Danno, is the drawing below correct? That the main difference between the two circuits is the current that falls on the diode? In circuit (II) a negligible current and therefore it will not heat up, nor burn?
View attachment 45302
It's actually opposite. When you have parallel circuits, each one operates independently and draws its own current regardless of other. Let's back up and look at single circuit 1st, say only front winker light. First, specs on factory winker bulbs is
12v 21w
We'll use these equations
Watts=VI and
Volts=IR
21w=12v*I
I=21/12=
1.75 amps
12v=1.75*R
R=12/1.75=
6.86 ohms
So factory winker bulbs have 6.86-ohms resistance and when powered by 12v, draws 1.75-amps for 21-watts consumption. Idealised, if you actually measure resistance of bulb, it won't be 6.86-ohms when cold, but it will be when filament heats up to operating temps. Right-front winker circuit looks like this, it draws 1.75-amps for 21w consumption.
Now, what would happen if we connected
another winker light to bike, say… for right-rear? In Y-split configuration...
It would make sense that each circuit would draw 21w on its own? And “trunk” wire that feeds both circuits would have to supply
double power 42w? To simplify in schematic-drawing, we would combine both into parallel circuit, each one consuming its own 21w
independently from each other.
Independent and separate is important because you can disconnect either one and it won’t affect other in any way. If you pull rear winker-bulb out, front would still work.
Same if your front winker-bulb died, rear would still work.

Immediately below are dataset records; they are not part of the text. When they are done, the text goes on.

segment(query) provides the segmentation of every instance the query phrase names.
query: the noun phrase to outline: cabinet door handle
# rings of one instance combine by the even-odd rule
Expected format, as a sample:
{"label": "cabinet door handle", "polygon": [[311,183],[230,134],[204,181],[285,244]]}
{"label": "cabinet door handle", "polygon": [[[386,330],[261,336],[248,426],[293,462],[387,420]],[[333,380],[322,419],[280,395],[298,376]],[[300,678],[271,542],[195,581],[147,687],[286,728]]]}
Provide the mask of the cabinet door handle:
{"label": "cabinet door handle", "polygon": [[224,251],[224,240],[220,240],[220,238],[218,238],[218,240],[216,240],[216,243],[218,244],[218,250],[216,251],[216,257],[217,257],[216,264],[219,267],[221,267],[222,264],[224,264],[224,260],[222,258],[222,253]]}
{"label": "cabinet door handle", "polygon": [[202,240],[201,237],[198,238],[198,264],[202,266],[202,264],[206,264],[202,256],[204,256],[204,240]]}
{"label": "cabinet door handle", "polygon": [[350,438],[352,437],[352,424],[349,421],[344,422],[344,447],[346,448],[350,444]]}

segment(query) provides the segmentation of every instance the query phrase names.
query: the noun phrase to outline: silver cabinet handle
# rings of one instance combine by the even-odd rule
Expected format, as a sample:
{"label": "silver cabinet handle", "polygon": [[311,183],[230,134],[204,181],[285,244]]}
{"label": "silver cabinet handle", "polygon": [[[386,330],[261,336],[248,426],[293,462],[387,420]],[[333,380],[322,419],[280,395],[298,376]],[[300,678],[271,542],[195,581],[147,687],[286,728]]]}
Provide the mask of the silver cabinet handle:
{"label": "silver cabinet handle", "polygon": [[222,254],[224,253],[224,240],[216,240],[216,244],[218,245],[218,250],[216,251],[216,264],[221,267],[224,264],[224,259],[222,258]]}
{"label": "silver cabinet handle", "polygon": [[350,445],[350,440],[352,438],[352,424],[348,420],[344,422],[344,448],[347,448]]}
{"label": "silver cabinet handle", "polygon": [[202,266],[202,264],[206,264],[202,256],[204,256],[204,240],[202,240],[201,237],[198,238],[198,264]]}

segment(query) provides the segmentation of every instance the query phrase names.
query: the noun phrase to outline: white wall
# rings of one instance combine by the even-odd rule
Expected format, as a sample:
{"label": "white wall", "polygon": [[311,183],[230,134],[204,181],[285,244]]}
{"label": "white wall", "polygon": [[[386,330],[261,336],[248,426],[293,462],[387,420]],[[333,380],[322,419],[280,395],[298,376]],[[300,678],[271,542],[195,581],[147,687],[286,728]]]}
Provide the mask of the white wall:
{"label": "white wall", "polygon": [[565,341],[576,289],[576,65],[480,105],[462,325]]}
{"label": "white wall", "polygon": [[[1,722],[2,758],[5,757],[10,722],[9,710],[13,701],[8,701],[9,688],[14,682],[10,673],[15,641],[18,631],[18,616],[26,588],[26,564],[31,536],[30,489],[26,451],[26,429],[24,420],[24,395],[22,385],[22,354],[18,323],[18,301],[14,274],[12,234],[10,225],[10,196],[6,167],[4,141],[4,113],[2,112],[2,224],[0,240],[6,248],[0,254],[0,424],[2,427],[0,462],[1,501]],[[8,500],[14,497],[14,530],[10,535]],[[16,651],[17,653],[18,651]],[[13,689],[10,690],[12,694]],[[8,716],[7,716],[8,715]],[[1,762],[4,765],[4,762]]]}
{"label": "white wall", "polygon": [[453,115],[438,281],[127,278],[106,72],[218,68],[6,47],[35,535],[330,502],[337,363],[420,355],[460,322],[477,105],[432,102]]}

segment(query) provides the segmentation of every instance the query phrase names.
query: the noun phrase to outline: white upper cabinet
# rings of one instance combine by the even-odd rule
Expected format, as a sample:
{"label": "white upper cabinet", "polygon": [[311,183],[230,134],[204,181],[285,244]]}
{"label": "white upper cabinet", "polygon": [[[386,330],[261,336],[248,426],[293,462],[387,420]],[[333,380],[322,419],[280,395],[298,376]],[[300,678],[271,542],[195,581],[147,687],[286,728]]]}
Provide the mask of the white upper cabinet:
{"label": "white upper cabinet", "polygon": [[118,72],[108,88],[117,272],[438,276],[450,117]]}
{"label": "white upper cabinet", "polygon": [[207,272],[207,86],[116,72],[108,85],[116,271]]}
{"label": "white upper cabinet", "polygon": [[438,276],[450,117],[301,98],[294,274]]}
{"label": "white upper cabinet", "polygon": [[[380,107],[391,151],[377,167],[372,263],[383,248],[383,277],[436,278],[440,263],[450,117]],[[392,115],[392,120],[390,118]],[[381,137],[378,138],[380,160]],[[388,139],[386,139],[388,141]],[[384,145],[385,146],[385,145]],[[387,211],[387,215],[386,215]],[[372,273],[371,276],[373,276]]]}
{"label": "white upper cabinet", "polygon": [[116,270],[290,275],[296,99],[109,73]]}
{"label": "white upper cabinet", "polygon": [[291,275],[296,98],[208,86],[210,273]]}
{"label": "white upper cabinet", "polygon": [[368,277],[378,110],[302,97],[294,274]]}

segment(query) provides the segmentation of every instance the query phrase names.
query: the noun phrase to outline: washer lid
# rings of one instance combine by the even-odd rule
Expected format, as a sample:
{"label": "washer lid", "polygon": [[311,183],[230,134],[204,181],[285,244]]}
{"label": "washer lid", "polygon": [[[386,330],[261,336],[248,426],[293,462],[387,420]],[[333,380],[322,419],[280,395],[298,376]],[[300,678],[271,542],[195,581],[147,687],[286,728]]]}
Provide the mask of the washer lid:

It's like they have their own wires going directly to battery. Such as adding fog-lights to your bike or heated-grips. Each circuit is separate and independent of any other parallel circuit already on bike. Each additional circuit you add, results in more power-consumption...
It’s actually possible to calculate how much current is flowing in trunk wire that feeds multiple parallel circuits with:
So we know resistance of 1st circuit = 6.86 ohms. Second circuit using same bulb would also be 6.86 ohms.
R1 = 6.86 ohms, R2=6.86 ohms
1/Rtotal=1/6.86 + 1/6.86 = 2/6.86 = 1/3.43
Rtotal = 3.43 ohms
Let’s calculate current-draw and power-consumption:
V=IR, 12=I3.43
I=12/3.43 =
3.50 amps
W=VI, W=12*3.50
Watts = 12*3.50 =
42 watts
We see that effective or equivalent resistance of parallel circuit is lower than either one individually. This is resistance if we replaced
both 21w bulbs with
single 42w bulb. Battery and trunk wire won’t care if it’s 2x21w bulbs or single 42w bulb. Resistance (equivalent) is same and identical 3.50-amp current would flow.
Parallel circuit makes sense? Really important to get this before we move onto why LED bulbs needs ballast-resistors and how to wire them up properly.